3. Residual Analysis (Section 11.7.1)
  Residuals (eᵢ = yᵢ − ŷᵢ) help detect non-normality, non-constant variance, and model misspecification. Residuals should ideally appear as random scatter with no pattern when plotted against predicted values or x-values.
  Key Diagnostic Plots:
  
    - Residuals vs.
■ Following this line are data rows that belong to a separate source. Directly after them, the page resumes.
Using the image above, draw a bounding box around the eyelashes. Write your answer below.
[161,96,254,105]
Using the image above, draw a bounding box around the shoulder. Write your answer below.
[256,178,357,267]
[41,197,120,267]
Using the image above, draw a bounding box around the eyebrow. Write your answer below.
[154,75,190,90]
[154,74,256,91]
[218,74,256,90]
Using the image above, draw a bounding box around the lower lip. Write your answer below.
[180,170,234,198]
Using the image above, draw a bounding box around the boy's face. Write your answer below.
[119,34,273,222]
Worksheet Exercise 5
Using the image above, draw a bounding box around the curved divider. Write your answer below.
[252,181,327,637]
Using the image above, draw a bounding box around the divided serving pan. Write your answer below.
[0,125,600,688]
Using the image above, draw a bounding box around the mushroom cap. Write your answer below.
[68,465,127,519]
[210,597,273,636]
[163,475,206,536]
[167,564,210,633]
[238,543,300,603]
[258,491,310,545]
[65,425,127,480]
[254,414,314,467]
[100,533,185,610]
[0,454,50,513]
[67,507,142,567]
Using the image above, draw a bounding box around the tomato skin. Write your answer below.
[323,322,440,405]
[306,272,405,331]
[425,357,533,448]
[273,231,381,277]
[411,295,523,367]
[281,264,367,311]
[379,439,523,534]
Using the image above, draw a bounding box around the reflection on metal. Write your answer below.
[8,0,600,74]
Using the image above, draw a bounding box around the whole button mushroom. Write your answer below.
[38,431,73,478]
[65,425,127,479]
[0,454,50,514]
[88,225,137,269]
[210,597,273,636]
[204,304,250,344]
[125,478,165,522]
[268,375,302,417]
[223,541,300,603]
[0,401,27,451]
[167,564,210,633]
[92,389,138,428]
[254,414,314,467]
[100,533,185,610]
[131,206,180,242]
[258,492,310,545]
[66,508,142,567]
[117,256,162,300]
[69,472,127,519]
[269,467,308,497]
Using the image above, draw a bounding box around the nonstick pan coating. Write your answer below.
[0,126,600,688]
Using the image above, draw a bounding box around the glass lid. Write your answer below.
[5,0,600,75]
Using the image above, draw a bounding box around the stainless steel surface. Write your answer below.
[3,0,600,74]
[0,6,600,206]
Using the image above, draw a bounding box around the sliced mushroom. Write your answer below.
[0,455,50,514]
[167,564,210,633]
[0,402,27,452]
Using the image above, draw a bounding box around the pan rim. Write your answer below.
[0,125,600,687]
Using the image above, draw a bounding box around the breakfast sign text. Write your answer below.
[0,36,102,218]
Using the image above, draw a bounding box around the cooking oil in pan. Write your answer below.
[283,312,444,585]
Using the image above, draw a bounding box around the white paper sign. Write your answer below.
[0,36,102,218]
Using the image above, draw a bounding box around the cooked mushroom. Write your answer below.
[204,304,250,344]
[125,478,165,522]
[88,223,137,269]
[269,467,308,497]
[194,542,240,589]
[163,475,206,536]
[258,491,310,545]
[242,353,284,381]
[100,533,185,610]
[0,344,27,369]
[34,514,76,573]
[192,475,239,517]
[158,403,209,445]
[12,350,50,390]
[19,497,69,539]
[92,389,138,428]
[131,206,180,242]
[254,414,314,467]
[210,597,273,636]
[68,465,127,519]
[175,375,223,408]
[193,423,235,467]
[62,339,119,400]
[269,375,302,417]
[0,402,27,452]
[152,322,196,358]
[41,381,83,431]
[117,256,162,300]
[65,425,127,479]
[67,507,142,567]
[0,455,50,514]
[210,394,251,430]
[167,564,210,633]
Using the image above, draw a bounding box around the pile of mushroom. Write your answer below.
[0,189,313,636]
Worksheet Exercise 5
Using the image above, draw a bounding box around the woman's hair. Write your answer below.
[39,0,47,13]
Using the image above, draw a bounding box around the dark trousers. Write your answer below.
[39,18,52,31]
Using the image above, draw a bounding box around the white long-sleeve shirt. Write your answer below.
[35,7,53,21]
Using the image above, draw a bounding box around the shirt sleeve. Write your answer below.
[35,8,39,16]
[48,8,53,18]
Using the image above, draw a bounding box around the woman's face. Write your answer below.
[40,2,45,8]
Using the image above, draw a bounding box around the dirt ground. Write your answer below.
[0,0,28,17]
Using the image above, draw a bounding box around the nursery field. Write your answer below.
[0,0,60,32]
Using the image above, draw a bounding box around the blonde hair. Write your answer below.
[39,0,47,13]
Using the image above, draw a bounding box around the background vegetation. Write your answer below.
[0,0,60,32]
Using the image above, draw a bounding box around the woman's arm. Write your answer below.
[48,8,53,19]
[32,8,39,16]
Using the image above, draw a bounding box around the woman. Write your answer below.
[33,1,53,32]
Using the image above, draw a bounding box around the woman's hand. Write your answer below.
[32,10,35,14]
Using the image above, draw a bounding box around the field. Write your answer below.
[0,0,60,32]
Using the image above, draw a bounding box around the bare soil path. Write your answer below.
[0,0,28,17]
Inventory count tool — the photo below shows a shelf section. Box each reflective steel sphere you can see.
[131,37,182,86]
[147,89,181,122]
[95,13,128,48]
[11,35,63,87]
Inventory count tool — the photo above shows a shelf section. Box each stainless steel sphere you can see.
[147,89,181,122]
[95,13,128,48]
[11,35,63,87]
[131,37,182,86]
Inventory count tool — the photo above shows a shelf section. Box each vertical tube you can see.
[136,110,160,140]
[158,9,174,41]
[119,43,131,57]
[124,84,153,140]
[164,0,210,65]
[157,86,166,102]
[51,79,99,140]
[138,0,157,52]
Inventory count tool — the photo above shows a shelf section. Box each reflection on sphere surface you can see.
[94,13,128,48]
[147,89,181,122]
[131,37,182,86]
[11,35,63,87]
Predicted Values (ŷᵢ) → Random scatter indicates good fit.
- Residuals vs. x-values → No pattern or curvature.
- Normal Probability Plot → Linear shape suggests normality.
- Standardized Residuals → ~95% should lie between −2 and +2.
Common Residual Patterns:
  
    - (a) Random scatter – Good fit
- (b) Funnel shape – Non-constant variance
- (c) Double bow – Unequal variance
- (d) Curved – Model misspecification
Tips:
  
    - Use transformations (e.g., √y, ln(y), 1/y) if residuals show unequal variance.
- Don’t discard outliers without investigation—they might be meaningful.
4. Example – Oxygen Purity Residuals
  Model: Å· = 74.283 + 14.947x
  
    - Normal probability plot: Residuals align along a straight line → Normality assumed.
- Residuals vs. predicted values and x-values: No visible pattern → Model is adequate.
Sample data point: At x = 1.02, y = 89.05, predicted ŷ = 89.53 → residual = −0.48
  Another example: At x = 1.55, y = 99.42, predicted ŷ = 97.45 → residual = 1.97
  5. Coefficient of Determination (R²) – Section 11.7.2
  
    Formula: R² = SSR / SST = 1 − SSE / SST
   
  
    - Measures how well the regression model explains variability in y.
- Ranges from 0 to 1. Higher R² = better model fit.
- Example: R² = 152.13 / 173.38 ≈ 0.877 → 87.7% of variation in y is explained.
Limitations & Misconceptions:
  
    - R² always increases when more variables are added – use adjusted R² for fair comparison.
- High R² ≠ good model – poor fits can still yield high R².
- R² does not imply a steep slope.
- R² does not ensure accurate future predictions.